New findings from an oral health study conducted this year by United Concordia Dental and Highmark show pharmacy costs can average $1,477 lower per year for diabetes patients with periodontitis who receive at least seven treatments annually for the disease.
United Concordia previously reported that periodontal treatment for individuals with diabetes was associated with a significant decrease in hospitalizations and doctor visits, delivering annual savings of $1,814 in medical care per patient per year, noted lead researcher Marjorie Jeffcoat, DMD, a professor and dean emeritus of the University of Pennsylvania School of Dental Medicine.

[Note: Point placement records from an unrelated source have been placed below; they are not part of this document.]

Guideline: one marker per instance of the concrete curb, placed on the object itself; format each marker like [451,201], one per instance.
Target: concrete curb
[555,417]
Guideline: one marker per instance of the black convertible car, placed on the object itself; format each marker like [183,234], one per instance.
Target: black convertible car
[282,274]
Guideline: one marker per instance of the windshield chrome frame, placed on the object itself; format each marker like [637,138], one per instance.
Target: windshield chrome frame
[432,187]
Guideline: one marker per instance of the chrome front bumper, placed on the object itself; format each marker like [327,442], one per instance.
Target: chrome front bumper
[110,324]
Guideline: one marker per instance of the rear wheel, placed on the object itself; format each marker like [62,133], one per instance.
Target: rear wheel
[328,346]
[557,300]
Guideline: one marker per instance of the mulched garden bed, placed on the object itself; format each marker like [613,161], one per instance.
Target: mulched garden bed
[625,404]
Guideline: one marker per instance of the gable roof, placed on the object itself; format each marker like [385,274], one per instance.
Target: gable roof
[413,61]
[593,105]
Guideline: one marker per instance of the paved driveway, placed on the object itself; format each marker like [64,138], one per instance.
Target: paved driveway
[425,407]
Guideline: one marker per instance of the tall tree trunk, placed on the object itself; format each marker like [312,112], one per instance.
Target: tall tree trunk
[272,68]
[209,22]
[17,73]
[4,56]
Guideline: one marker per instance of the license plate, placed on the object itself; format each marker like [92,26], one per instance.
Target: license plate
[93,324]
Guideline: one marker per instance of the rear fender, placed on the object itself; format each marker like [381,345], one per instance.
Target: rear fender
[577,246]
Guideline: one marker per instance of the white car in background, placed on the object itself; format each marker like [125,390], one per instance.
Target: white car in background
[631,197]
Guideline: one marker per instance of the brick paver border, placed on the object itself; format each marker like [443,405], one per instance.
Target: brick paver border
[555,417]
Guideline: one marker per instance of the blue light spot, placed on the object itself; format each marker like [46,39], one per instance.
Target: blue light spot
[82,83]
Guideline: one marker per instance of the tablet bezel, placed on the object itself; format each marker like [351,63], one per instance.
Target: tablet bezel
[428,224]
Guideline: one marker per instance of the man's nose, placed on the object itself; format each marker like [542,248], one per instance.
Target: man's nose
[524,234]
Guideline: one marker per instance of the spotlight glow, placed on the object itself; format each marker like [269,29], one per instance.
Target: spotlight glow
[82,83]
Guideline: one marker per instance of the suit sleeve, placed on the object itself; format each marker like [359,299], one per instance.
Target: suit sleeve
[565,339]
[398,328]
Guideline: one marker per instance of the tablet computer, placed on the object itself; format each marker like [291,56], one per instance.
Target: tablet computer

Earlier this year, the dental insurer released significant findings related to annual medical savings, hospitalizations, and doctor visits from its landmark study of 1.7 million patients. Dr. Jeffcoat used the same group of patients, who have both United Concordia dental and Highmark medical coverage, to conduct the pharmacy cost-savings analysis, according to the company.
United Concordia's oral health study, which is the largest of its kind, encompassing 1.7 million patients, shows that annual healthcare savings of more than $3,200 are possible when the medical and pharmacy savings are combined for individuals with diabetes who are treated for periodontitis and have at least seven annual visits as part of their therapy, according to James Bramson, DDS, chief dental officer for United Concordia.
The findings help broaden the argument for why it makes sense for employers to invest in robust chronic-disease-specific oral health programs, he added, noting that United Concordia is working with medical carriers and wellness companies to integrate the oral health component into employers' benefit and wellness programs.
The diabetes findings represent the first in a series of conclusions suggesting how appropriate dental treatment and maintenance can help predict lower medical expenses for various chronic medical conditions. Similar methodologies will be employed to examine the cost impact of treating periodontal disease in individuals who experienced preterm births, heart disease, and stroke.